Verizon Wireless may try to circumvent the FCC‘s net neutrality rules with a new streaming-video service in what is sure to be the first of many attempts by telecom companies to exploit loopholes in the commission’s open-Internet regulations.
Investors’ Business Daily notes that Verizon could lure customers to its new service—which the company has discussed but has yet to officially unveil—by promising that data usage from the service wouldn’t count against monthly data plans.
If Verizon exempted its own streaming-video traffic from its plans’ data caps, it would effectively be prioritizing that traffic over, say, traffic from the HBO GO app. It wouldn’t be slowing down HBO GO or speeding up its own service, but it would be using one of its unique powers as a carrier—imposing data caps—to incentivize the adoption of its service over competitors.

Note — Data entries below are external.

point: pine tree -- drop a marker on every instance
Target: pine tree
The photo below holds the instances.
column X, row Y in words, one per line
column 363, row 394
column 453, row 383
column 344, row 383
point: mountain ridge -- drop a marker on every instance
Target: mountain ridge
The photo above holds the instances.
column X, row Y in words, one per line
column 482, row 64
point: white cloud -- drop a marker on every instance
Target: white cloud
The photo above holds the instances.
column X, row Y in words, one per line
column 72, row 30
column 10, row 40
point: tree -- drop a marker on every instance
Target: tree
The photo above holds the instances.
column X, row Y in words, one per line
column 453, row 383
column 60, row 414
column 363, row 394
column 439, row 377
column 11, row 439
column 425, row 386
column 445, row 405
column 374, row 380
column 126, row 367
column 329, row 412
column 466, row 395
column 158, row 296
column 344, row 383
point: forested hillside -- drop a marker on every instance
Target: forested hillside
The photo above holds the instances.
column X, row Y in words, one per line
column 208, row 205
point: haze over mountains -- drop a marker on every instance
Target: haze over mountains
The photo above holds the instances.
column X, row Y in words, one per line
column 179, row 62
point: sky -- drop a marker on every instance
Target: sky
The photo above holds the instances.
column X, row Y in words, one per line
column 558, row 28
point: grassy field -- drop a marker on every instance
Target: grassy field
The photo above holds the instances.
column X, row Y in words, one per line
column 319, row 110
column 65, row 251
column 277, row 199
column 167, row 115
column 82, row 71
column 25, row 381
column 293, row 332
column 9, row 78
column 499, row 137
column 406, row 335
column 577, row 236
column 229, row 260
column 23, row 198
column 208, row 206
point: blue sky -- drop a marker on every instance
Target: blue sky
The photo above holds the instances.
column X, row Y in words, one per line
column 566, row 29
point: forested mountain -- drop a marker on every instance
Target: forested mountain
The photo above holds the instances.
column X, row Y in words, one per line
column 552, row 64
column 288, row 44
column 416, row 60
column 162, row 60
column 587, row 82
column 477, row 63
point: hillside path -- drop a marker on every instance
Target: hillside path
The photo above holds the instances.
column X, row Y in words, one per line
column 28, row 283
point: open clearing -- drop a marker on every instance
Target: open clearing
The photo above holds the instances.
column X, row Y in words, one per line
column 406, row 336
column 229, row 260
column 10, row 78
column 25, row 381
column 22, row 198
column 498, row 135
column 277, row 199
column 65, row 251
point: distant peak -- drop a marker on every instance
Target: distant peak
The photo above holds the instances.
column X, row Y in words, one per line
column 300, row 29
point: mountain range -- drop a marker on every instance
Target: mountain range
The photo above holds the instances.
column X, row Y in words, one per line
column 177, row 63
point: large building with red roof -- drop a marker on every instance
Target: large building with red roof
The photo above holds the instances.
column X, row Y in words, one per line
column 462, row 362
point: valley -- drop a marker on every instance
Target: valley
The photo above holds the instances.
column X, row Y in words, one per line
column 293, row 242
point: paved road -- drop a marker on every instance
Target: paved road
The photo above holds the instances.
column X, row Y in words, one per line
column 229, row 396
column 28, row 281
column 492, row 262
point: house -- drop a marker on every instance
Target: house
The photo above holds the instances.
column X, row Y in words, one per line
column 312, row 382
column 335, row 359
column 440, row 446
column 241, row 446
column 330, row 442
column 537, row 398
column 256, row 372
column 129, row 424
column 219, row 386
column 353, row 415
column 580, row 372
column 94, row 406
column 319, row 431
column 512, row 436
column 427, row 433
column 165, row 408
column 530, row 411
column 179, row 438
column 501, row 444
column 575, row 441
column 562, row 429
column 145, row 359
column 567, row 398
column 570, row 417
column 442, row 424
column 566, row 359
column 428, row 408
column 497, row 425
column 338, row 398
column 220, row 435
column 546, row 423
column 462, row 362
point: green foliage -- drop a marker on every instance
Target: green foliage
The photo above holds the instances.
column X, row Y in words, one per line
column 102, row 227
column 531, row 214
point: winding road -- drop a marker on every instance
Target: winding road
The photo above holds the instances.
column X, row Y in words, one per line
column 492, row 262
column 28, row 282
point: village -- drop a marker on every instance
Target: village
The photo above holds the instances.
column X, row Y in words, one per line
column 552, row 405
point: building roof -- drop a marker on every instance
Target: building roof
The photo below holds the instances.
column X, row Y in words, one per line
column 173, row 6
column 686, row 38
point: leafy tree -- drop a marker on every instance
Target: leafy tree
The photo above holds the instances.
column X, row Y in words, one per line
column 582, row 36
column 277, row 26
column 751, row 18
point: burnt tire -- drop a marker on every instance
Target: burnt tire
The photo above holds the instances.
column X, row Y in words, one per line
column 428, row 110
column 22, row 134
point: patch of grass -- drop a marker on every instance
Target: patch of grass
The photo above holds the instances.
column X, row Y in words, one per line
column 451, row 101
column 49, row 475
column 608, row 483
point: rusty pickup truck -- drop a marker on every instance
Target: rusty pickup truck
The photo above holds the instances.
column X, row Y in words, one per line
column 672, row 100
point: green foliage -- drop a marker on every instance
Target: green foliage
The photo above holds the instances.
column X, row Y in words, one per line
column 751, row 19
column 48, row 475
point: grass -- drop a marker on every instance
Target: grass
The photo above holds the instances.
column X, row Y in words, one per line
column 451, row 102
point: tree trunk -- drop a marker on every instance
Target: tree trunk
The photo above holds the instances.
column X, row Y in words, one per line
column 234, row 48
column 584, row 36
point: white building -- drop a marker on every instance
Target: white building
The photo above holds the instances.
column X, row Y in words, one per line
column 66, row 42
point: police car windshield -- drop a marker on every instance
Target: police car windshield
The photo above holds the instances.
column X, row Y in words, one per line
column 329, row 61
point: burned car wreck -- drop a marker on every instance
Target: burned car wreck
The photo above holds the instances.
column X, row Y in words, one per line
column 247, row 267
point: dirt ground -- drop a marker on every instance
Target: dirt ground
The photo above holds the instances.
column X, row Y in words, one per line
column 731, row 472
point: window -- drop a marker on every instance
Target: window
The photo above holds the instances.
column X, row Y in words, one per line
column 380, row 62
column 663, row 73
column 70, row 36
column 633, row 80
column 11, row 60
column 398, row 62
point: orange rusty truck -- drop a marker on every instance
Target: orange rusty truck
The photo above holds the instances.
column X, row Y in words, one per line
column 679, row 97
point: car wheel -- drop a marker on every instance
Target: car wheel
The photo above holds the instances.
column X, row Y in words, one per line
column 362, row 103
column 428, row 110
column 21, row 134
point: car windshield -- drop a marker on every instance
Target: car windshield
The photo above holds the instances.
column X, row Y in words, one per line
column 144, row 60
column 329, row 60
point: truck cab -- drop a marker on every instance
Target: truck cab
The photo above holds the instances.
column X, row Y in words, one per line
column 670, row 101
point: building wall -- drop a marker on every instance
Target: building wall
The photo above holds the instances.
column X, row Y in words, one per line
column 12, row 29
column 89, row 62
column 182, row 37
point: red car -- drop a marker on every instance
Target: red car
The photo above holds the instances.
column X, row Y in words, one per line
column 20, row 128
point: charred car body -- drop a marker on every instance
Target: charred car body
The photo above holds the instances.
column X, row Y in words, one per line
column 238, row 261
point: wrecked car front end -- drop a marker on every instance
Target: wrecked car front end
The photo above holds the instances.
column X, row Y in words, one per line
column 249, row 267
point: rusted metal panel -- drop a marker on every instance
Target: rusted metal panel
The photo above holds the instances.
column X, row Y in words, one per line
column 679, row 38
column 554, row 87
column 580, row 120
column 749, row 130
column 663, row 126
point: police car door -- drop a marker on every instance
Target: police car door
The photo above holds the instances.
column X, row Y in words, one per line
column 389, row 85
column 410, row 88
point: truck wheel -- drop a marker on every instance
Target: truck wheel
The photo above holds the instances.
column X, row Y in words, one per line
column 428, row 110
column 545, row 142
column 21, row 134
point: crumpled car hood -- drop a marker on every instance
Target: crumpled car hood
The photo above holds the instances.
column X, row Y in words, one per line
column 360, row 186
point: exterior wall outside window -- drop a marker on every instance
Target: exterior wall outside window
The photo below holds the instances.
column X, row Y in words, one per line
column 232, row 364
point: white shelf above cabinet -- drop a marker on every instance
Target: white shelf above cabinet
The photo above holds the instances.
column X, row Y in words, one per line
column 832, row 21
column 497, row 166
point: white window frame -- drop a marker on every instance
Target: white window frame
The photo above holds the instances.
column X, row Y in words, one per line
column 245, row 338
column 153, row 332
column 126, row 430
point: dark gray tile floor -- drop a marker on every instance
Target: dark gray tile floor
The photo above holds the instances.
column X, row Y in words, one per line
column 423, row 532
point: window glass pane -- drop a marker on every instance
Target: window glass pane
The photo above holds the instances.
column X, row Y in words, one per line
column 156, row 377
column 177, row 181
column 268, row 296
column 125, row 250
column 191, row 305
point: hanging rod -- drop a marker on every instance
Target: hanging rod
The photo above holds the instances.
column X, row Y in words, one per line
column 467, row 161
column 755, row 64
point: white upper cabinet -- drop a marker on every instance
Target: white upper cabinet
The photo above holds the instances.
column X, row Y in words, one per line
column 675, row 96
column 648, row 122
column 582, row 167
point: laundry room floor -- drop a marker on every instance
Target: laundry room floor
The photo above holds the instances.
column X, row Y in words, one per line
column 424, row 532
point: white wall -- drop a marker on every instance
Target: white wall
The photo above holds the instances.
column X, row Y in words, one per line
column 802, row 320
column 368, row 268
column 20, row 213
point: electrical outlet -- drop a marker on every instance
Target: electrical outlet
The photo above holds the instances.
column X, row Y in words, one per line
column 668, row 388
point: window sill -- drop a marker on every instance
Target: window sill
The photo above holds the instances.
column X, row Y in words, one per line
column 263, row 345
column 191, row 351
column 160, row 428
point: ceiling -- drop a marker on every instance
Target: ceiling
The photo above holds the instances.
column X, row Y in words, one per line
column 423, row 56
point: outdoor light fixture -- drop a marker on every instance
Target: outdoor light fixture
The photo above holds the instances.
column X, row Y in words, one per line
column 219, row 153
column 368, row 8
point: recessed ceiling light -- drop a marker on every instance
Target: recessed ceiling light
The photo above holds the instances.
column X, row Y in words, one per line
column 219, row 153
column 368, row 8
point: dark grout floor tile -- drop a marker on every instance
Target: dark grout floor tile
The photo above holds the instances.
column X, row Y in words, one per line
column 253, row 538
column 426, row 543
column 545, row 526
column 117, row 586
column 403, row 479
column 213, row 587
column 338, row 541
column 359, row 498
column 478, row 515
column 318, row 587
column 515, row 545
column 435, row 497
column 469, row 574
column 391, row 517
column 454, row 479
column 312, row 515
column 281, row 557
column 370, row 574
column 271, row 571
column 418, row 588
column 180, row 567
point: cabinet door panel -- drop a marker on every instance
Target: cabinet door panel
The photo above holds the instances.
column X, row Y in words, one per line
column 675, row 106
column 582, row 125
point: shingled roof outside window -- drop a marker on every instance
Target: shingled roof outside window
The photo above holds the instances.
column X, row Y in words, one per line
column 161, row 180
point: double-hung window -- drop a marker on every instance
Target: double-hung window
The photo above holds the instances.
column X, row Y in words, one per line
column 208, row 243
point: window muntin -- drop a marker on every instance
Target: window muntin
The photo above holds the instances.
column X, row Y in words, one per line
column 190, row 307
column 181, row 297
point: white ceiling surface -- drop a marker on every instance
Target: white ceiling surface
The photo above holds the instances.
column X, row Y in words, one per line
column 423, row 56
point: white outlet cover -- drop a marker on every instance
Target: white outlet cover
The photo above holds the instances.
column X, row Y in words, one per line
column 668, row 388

The Daily Dot asked Verizon how it would treat its streaming service’s traffic, but the company declined to address the issue.
“I’m not going to comment on a product that hasn’t been announced,” Verizon spokeswoman Debra Lewis said in an email.
Lewis wouldn’t say whether Verizon believed that a data-usage exemption would violate net neutrality, saying the company didn’t “comment on hypotheticals.”
An FCC spokeswoman declined to comment on how the commission would respond to such a move by a wireless carrier.
Verizon is also considering offering its streaming-video service for free by relying on advertising instead of subscriptions. CFO Fran Shammo told Reuters in March that the company was exploring advertising as an alternative to “a consumer-pay model.”
Making a service free by relying on ads is one thing. Any streaming service can do that on any carrier. But Verizon is, for obvious reasons, the only company that can exempt an app’s data usage from Verizon’s data caps. Such an arrangement would raise serious competitive concerns.
Craig Moffett, an analyst at MoffettNathanson, told IBD that Verizon exempting its own streaming-video traffic “would be a very provocative move” that the FCC would be sure to carefully scrutinize.
T-Mobile raised similar concerns last June with its “Music Freedom” subscription plan, an extra package that would let customers listen to Pandora, Spotify, and other music apps without adding to their data usage.
By offering customers cap-free access to certain services, T-Mobile was giving those services—usually owned by large companies that could afford to pay T-Mobile for inclusion in “Music Freedom”—a leg up over the competition.